Previous studies have found that pregnant women with pre-eclampsia and gestational diabetes had higher serum hs-CRP levels, but these diseases may increase the risk of LBW or HBW.(3439) The innovation of this study is that we used healthy pregnant women with normal pre-BMI to exclude the effects of obesity and other complications such as gestational diabetes and eclampsia on birth weight. And we did not find a relationship between pro-inflammatory diet and HBW. As a result, we found that higher hs-CRP levels in the second trimester were independent risk factors for increased risk of LBW. The underlying mechanism might be disordered placental angiogenesis via Wnt5a-Flt1 activation triggered by inflammation.(40)

In the future clinical work, serum hs-CRP level can be included in routine prenatal examination to screen out pregnant women with low-grade inflammation, and targeted dietary intervention to avoid the occurrence of LBW.

This study found that the pro-inflammatory dietary and the higher hs-CRP level in the second trimester increased the risk of LBW. Compared with the NBW group, the DII score was higher in the HBW group, but there was no statistical difference.
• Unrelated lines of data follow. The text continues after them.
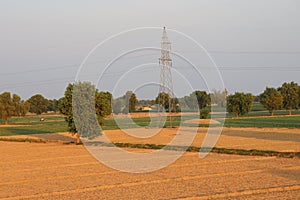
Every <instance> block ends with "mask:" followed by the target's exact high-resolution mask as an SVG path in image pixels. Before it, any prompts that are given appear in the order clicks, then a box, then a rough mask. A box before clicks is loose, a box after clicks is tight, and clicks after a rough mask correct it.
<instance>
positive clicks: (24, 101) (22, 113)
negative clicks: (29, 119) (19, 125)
mask: <svg viewBox="0 0 300 200" xmlns="http://www.w3.org/2000/svg"><path fill="white" fill-rule="evenodd" d="M29 108H30V104H29V103H28V102H27V101H24V100H22V101H21V104H20V116H23V117H24V116H25V115H26V113H27V112H28V111H29Z"/></svg>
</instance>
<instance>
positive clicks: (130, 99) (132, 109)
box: [129, 93, 138, 113]
mask: <svg viewBox="0 0 300 200" xmlns="http://www.w3.org/2000/svg"><path fill="white" fill-rule="evenodd" d="M137 104H138V99H137V97H136V95H135V94H134V93H132V94H131V96H130V98H129V112H130V113H131V112H133V111H135V108H136V106H137Z"/></svg>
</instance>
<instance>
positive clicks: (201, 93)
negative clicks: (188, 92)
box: [191, 90, 211, 109]
mask: <svg viewBox="0 0 300 200" xmlns="http://www.w3.org/2000/svg"><path fill="white" fill-rule="evenodd" d="M191 96H195V97H196V98H197V102H198V107H199V109H202V108H205V107H207V106H209V105H210V103H211V99H210V95H208V94H207V93H206V91H199V90H196V91H194V92H193V93H192V94H191Z"/></svg>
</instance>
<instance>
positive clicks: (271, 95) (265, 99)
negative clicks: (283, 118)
mask: <svg viewBox="0 0 300 200" xmlns="http://www.w3.org/2000/svg"><path fill="white" fill-rule="evenodd" d="M259 99H260V103H261V104H262V105H263V106H264V107H265V108H267V109H268V110H269V112H270V113H271V115H272V116H273V115H274V111H275V110H278V109H281V108H282V103H283V97H282V95H281V94H280V92H278V91H277V90H276V89H275V88H268V87H267V88H266V89H265V91H264V92H263V93H262V94H261V95H260V96H259Z"/></svg>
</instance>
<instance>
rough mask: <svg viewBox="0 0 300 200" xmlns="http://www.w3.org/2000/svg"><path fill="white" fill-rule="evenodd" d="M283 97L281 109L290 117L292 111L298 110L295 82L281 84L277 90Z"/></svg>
mask: <svg viewBox="0 0 300 200" xmlns="http://www.w3.org/2000/svg"><path fill="white" fill-rule="evenodd" d="M278 90H279V91H280V93H281V95H282V96H283V108H285V109H286V110H288V111H289V114H290V115H292V109H299V86H298V84H297V83H295V82H290V83H283V84H282V86H281V87H280V88H279V89H278Z"/></svg>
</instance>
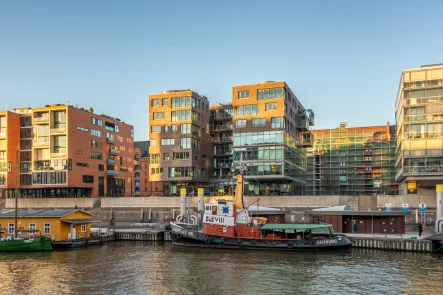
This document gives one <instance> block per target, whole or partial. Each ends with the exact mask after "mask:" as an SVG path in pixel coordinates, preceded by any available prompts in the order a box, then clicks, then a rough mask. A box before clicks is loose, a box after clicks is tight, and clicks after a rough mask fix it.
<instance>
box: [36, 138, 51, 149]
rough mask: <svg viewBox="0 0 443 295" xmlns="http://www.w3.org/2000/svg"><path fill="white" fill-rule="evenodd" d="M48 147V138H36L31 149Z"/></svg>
mask: <svg viewBox="0 0 443 295" xmlns="http://www.w3.org/2000/svg"><path fill="white" fill-rule="evenodd" d="M44 146H49V137H37V138H36V139H34V144H33V147H44Z"/></svg>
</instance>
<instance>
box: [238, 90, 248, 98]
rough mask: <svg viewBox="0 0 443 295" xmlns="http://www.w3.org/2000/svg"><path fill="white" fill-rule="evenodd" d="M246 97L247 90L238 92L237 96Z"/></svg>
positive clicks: (239, 97)
mask: <svg viewBox="0 0 443 295" xmlns="http://www.w3.org/2000/svg"><path fill="white" fill-rule="evenodd" d="M247 97H249V90H245V91H239V92H238V98H247Z"/></svg>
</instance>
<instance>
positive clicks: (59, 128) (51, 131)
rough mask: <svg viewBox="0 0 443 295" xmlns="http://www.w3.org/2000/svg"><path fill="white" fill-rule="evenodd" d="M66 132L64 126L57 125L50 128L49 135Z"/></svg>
mask: <svg viewBox="0 0 443 295" xmlns="http://www.w3.org/2000/svg"><path fill="white" fill-rule="evenodd" d="M65 132H66V124H58V126H57V127H52V128H51V133H65Z"/></svg>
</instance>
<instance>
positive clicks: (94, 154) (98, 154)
mask: <svg viewBox="0 0 443 295" xmlns="http://www.w3.org/2000/svg"><path fill="white" fill-rule="evenodd" d="M91 158H92V159H96V160H102V159H103V154H102V153H96V152H92V153H91Z"/></svg>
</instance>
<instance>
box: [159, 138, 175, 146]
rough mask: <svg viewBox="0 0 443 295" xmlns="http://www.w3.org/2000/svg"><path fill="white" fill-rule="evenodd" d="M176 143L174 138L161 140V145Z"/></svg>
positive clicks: (167, 144) (173, 144)
mask: <svg viewBox="0 0 443 295" xmlns="http://www.w3.org/2000/svg"><path fill="white" fill-rule="evenodd" d="M174 144H175V140H174V138H168V139H162V140H161V141H160V145H174Z"/></svg>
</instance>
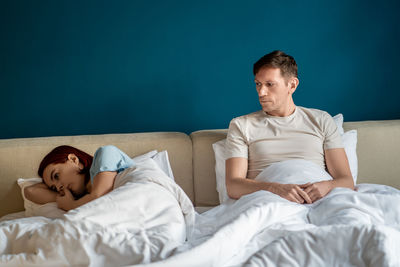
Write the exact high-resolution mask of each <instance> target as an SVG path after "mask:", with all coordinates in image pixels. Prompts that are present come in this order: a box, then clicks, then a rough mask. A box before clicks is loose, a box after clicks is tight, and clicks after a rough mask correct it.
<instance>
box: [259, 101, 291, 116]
mask: <svg viewBox="0 0 400 267" xmlns="http://www.w3.org/2000/svg"><path fill="white" fill-rule="evenodd" d="M295 110H296V105H295V104H294V103H293V102H292V103H291V104H290V105H288V107H287V108H285V109H284V110H276V111H272V112H267V111H265V113H267V114H268V115H270V116H274V117H287V116H290V115H292V114H293V113H294V111H295Z"/></svg>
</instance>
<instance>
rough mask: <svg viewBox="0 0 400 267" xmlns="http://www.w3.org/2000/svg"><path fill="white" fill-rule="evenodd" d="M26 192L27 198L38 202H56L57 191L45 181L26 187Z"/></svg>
mask: <svg viewBox="0 0 400 267" xmlns="http://www.w3.org/2000/svg"><path fill="white" fill-rule="evenodd" d="M24 194H25V197H26V198H27V199H29V200H30V201H33V202H35V203H37V204H46V203H49V202H55V201H56V196H57V193H56V192H54V191H52V190H50V188H48V187H47V185H45V184H44V183H38V184H34V185H31V186H27V187H25V188H24Z"/></svg>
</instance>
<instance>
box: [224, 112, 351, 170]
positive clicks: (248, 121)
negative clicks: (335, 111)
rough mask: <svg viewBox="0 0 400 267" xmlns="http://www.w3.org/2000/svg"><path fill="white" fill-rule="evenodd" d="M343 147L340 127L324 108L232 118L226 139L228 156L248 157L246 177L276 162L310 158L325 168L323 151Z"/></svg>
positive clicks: (226, 146)
mask: <svg viewBox="0 0 400 267" xmlns="http://www.w3.org/2000/svg"><path fill="white" fill-rule="evenodd" d="M333 148H343V144H342V139H341V137H340V134H339V130H338V128H337V126H336V124H335V122H334V120H333V118H332V117H331V116H330V115H329V114H328V113H327V112H325V111H322V110H318V109H309V108H304V107H299V106H296V108H295V111H294V112H293V113H292V114H291V115H289V116H287V117H275V116H271V115H268V114H267V113H266V112H264V111H262V110H261V111H258V112H254V113H251V114H248V115H244V116H241V117H237V118H234V119H233V120H232V121H231V123H230V125H229V131H228V136H227V141H226V153H227V154H226V156H227V158H234V157H240V158H248V171H247V177H248V178H255V177H256V176H257V175H258V174H259V173H260V172H261V171H262V170H264V169H265V168H266V167H268V166H269V165H271V164H272V163H275V162H281V161H284V160H290V159H305V160H309V161H312V162H314V163H316V164H318V165H319V166H321V168H323V169H325V168H326V165H325V157H324V150H327V149H333Z"/></svg>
This may be due to the small sample size. Moreover, 15 HBW cases eventually occurred in this study and the incidence may actually be higher. This is because pregnant women in the late pregnancy will undergo ultrasound examination to check the development of the fetus. Once the ultrasound results suggest that the fetus is growing too fast, they will strictly follow the doctor’s instructions to control and change the diet, and even hospitalization to avoid the occurrence of dystocia. Other study found that supplementation with DHA, folic acid, zinc and other nutrients during pregnancy can reduce the incidence of LBW.(41,42) Previous studies found the effects of maternal age, maternal history, and environmental factors on birth weight,(43,44) but they do not fully explain the causes of low birth weight. In recent years, studies have explained the occurrence of LBW from the perspective of low-grade inflammation. Pregnant women consume more types of dietary ingredients or nutrients during pregnancy. These ingredients or nutrients have pro-inflammatory or anti-inflammatory effects. Anti-inflammatory dietary contain more vitamins and antioxidants to improve the clinical inflammation of the body. Therefore, the more pro-inflammatory tendency in the diet of pregnant women, the higher the incidence of low birth weight in newborns.
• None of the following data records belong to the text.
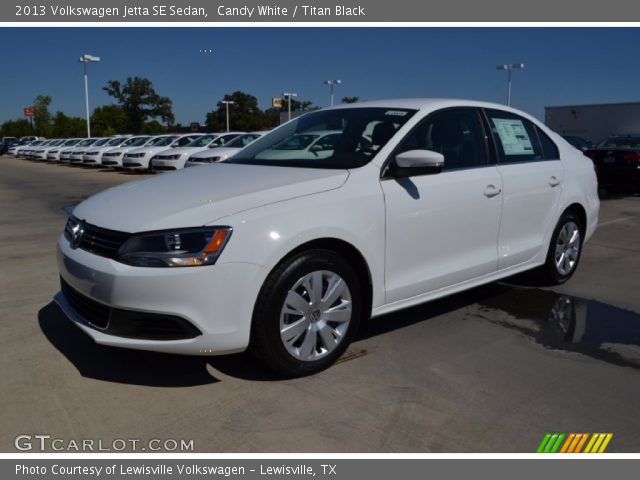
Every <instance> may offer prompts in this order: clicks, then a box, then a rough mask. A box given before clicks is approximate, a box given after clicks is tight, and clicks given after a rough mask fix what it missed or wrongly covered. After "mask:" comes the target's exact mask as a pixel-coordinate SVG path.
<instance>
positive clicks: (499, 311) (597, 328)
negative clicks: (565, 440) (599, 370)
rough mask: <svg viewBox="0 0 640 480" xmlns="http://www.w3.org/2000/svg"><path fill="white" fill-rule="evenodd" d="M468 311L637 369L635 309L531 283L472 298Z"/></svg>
mask: <svg viewBox="0 0 640 480" xmlns="http://www.w3.org/2000/svg"><path fill="white" fill-rule="evenodd" d="M478 305H479V311H478V313H475V314H473V315H474V316H476V317H480V318H483V319H485V320H488V321H490V322H492V323H495V324H498V325H502V326H505V327H508V328H512V329H516V330H518V331H519V332H521V333H523V334H525V335H527V336H528V337H530V338H532V339H533V340H534V341H535V342H537V343H539V344H541V345H544V346H545V347H547V348H551V349H556V350H565V351H570V352H578V353H582V354H584V355H588V356H590V357H594V358H597V359H600V360H603V361H606V362H609V363H613V364H616V365H621V366H629V367H633V368H637V369H640V314H638V313H635V312H632V311H630V310H624V309H621V308H617V307H615V306H613V305H608V304H606V303H602V302H598V301H596V300H587V299H584V298H579V297H573V296H569V295H562V294H559V293H555V292H552V291H548V290H540V289H536V288H508V289H506V290H504V291H502V292H500V293H498V294H497V295H495V296H492V297H490V298H488V299H483V300H481V301H480V302H478Z"/></svg>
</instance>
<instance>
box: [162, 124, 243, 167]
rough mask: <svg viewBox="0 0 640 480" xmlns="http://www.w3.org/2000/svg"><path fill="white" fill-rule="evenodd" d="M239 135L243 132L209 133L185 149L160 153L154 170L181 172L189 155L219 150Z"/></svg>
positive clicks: (203, 136)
However, due to the complexity of dietary survey and the limitation of blood sample collection, we failed to dynamically observe the changes of DII, serum hs-CRP levels and fetal development during pregnancy. Subsequently, we will further improve the research methods and provide new ideas and methods for clinical pregnant women nutrition guidance.
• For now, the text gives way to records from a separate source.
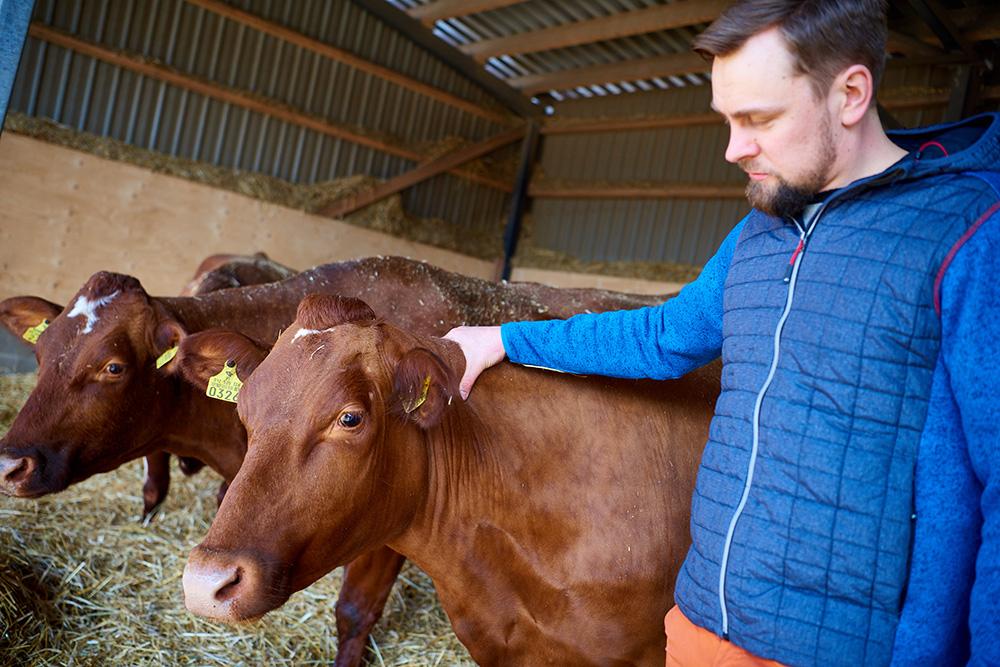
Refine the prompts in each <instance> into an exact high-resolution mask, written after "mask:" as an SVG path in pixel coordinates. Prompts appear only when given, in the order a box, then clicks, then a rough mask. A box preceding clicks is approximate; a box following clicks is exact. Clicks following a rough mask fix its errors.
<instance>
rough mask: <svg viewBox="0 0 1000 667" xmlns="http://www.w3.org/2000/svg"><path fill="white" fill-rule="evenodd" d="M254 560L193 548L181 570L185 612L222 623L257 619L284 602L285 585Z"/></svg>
mask: <svg viewBox="0 0 1000 667" xmlns="http://www.w3.org/2000/svg"><path fill="white" fill-rule="evenodd" d="M276 579H278V580H280V579H281V577H275V576H274V574H273V572H271V568H268V567H266V566H264V565H262V564H261V563H260V562H259V561H258V560H257V559H255V558H252V557H248V556H244V555H233V554H229V553H226V552H222V551H216V550H213V549H206V548H204V547H200V546H198V547H195V548H194V549H193V550H192V551H191V554H190V555H189V556H188V562H187V565H186V566H185V567H184V579H183V582H184V604H185V605H186V606H187V608H188V611H190V612H192V613H194V614H197V615H199V616H204V617H206V618H211V619H214V620H217V621H222V622H224V623H240V622H244V621H252V620H255V619H257V618H260V617H261V616H263V615H264V614H266V613H267V612H269V611H271V610H272V609H275V608H277V607H279V606H280V605H282V604H283V603H284V602H285V600H287V599H288V591H287V590H286V589H287V586H285V585H282V583H281V582H280V581H276Z"/></svg>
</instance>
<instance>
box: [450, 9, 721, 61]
mask: <svg viewBox="0 0 1000 667" xmlns="http://www.w3.org/2000/svg"><path fill="white" fill-rule="evenodd" d="M732 2H733V0H679V1H678V2H674V3H672V4H669V5H657V6H654V7H647V8H645V9H638V10H634V11H629V12H621V13H618V14H611V15H610V16H603V17H601V18H596V19H590V20H587V21H578V22H576V23H568V24H566V25H560V26H556V27H554V28H546V29H544V30H534V31H531V32H523V33H520V34H517V35H510V36H508V37H499V38H497V39H487V40H483V41H481V42H473V43H472V44H466V45H464V46H462V47H460V48H461V50H462V52H463V53H466V54H468V55H470V56H473V57H474V58H476V60H479V61H480V62H482V61H484V60H486V59H487V58H490V57H493V56H499V55H504V54H506V55H510V54H517V53H535V52H538V51H548V50H550V49H559V48H563V47H567V46H577V45H579V44H591V43H593V42H601V41H606V40H609V39H617V38H619V37H628V36H630V35H641V34H645V33H650V32H656V31H658V30H669V29H671V28H680V27H683V26H689V25H695V24H698V23H707V22H710V21H714V20H715V19H716V18H717V17H718V16H719V13H720V12H721V11H722V10H723V9H725V8H726V7H728V6H729V5H730V4H732Z"/></svg>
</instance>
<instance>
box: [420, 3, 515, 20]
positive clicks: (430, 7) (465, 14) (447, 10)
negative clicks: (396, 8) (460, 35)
mask: <svg viewBox="0 0 1000 667" xmlns="http://www.w3.org/2000/svg"><path fill="white" fill-rule="evenodd" d="M521 2H524V0H432V2H428V3H427V4H426V5H420V6H419V7H413V8H411V9H408V10H407V12H406V13H407V14H409V15H410V16H412V17H413V18H415V19H417V20H419V21H422V22H423V23H424V25H433V24H434V22H435V21H440V20H441V19H450V18H455V17H456V16H468V15H469V14H478V13H480V12H488V11H490V10H491V9H500V8H501V7H508V6H510V5H516V4H518V3H521Z"/></svg>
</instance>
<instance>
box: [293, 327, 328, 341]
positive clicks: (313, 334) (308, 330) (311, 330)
mask: <svg viewBox="0 0 1000 667" xmlns="http://www.w3.org/2000/svg"><path fill="white" fill-rule="evenodd" d="M328 331H333V327H330V328H329V329H299V330H298V331H296V332H295V335H294V336H292V342H293V343H294V342H295V341H297V340H298V339H299V338H302V337H303V336H314V335H316V334H318V333H326V332H328Z"/></svg>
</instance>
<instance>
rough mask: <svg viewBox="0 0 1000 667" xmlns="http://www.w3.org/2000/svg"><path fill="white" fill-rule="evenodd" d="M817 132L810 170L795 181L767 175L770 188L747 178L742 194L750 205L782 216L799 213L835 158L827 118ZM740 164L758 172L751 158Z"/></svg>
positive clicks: (822, 184) (810, 196) (743, 169)
mask: <svg viewBox="0 0 1000 667" xmlns="http://www.w3.org/2000/svg"><path fill="white" fill-rule="evenodd" d="M820 134H821V136H820V147H819V154H818V155H816V157H815V167H814V169H813V170H812V171H810V172H808V173H807V174H805V175H804V176H803V177H802V179H801V180H799V181H798V182H796V183H791V182H789V181H787V180H785V179H784V178H782V177H781V176H779V175H778V174H771V175H772V176H773V177H774V178H775V179H776V180H777V181H778V184H777V185H776V186H775V187H772V188H769V187H768V186H767V185H765V184H764V182H763V181H750V182H749V183H747V189H746V195H747V200H748V201H749V202H750V205H751V206H753V207H754V208H756V209H759V210H761V211H763V212H764V213H767V214H768V215H773V216H775V217H778V218H785V217H794V216H796V215H798V214H800V213H801V212H802V211H803V210H804V209H805V207H806V206H807V205H809V204H810V203H812V201H813V199H814V198H815V196H816V194H817V193H818V192H820V191H822V189H823V186H824V185H826V184H827V183H828V182H829V174H830V170H831V169H832V167H833V163H834V161H835V160H836V158H837V151H836V148H835V147H834V145H833V133H832V132H831V131H830V121H829V120H826V121H825V122H824V123H823V126H822V128H820ZM740 167H742V168H743V170H744V171H746V172H754V171H758V170H757V169H755V168H754V165H753V160H752V159H747V160H741V161H740Z"/></svg>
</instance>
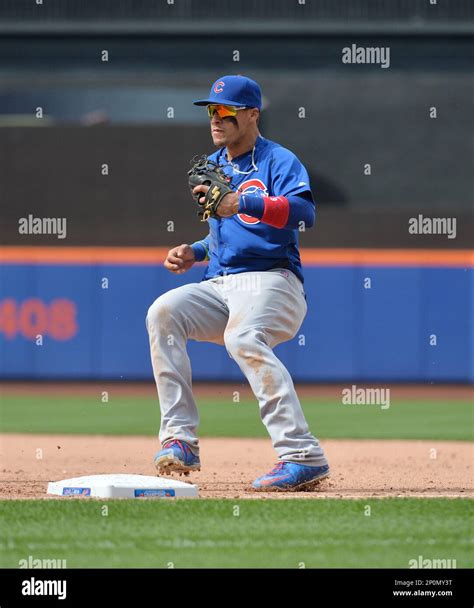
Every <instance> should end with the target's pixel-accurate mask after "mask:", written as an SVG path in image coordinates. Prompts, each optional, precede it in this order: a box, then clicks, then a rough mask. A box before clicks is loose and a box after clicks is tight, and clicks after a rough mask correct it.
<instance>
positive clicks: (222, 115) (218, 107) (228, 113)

In summary, this study explored the relationship between DII, hs-CRP level and neonatal birth weight in the second trimester. The pro-inflammatory dietary in the second trimester affects the serum hs-CRP level, showing a positive correlation. The proinflammatory dietary and the higher hs-CRP in the second trimester increase the risk of low birth weight. Due to the complexity of dietary survey and the limitation of blood sample collection, this study only investigated the pregnant women in the second trimester, and did not investigate the dietary DII before and during the third trimester, which will be further improved in future studies. Therefore, the results of our study showed that while ensuring the nutritional needs of pregnant women, the dietary structure of pregnant women can be improved to reduce the incidence of low birth weight infants. To provide control for the formulation of health intervention strategies and measures in the second trimester, promote balanced diet, reasonable maintenance, maintain pregnancy and improve the quality of life.

Acknowledgments

The authors would like to thank all volunteers for their cooperation and the authors would like to thank all volunteers for their cooperation.

Funding Statement

This study was supported by the National Natural Science Foundation of China (81671471) and National College Students Innovation and Entrepreneurship Training Program of China (201810366034X).

Conflict of Interest

No potential conflicts of interest were disclosed.